On Friday 33-year-old Alejandra Pablos had her green card revoked by a federal judge in Tucson, Arizona. Pablos first came to the United States from Nogales, Mexico, when she was just a baby. During the many years she has lived in the U.S., she became a legal permanent resident of America, and knows no other home.
But Judge Thomas Michael O’Leary was not interested. Instead, according to KTAR, he focused on the fact that she had criminal convictions between 2005 and 2010, and served two years in a detention center in Eloy, Arizona, for a DUI, endangerment, and solicitation to possess a dangerous drug.

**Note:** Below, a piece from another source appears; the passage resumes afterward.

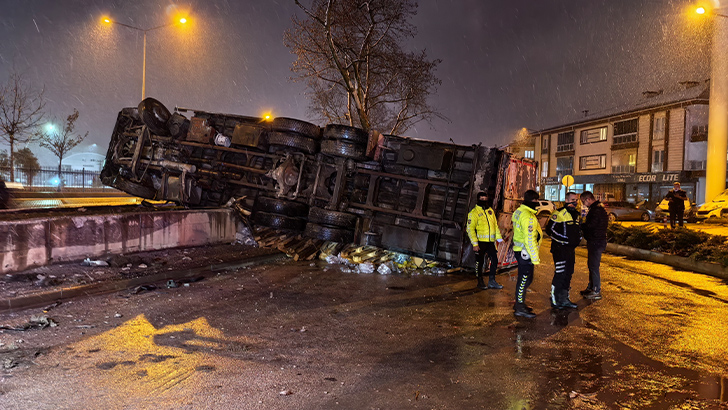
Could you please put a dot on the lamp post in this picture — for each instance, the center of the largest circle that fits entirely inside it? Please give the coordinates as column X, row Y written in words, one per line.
column 181, row 20
column 715, row 169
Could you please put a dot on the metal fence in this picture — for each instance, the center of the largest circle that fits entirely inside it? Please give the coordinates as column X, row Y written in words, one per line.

Pablos is also an immigration rights activist, and has been working hard against the policies of the Trump administration to fight for those who are seeking asylum in the country due to terrible circumstances in their homelands. As the Washington Post reported, Pablos has been working for the National Latina Institute for Reproductive Health in Annandale, Virginia, since 2016.
She was arrested in March this year when she traveled to Arizona to check in with immigration officials. Following her arrest, Pablos was sent to a detention center in Eloy, where she spent another 43 days. Two months earlier, she had been charged with trespassing and obstructing justice for participating in a protest at a Homeland Security building.
Pablos tried to argue with O’Leary that her life would be in danger if she were forced to return to Mexico, but he would have none of it, stating that she did not qualify for asylum as “reproductive rights activists weren’t deemed a group in need of protection.” Activists for abortion rights in Mexico are often targeted for violent attacks in a country where the practice remains largely illegal.
Those who support Pablos believe that she was specifically targeted by Immigration and Customs Enforcement (ICE) because of her work in trying to ease the immigration path for asylum seekers to the U.S. The agency has, of course, denied this.
Before O’Leary announced his verdict in her case, a petition started doing the rounds asking Arizona Gov. Doug Ducey to pardon the 2010 DUI arrest. Last week alone, the petition amassed more than 16,000 signatures, far more than the 25,600 signatures it set out to get. While immigration is under federal jurisdiction and can’t be overturned by a gubernatorial pardon, if Ducey decides to pardon her conviction then the reason for her deportation no longer exists.
Pablos has made a statement to announce she would be appealing the decision, saying in a statement, “The struggle continues.”
“I’ve taken responsibility for my mistakes, but when is it enough? I’ve completed my sentences, I’ve turned my life around and transformed myself into someone who works every day to help others — but when is it enough?” said Pablos.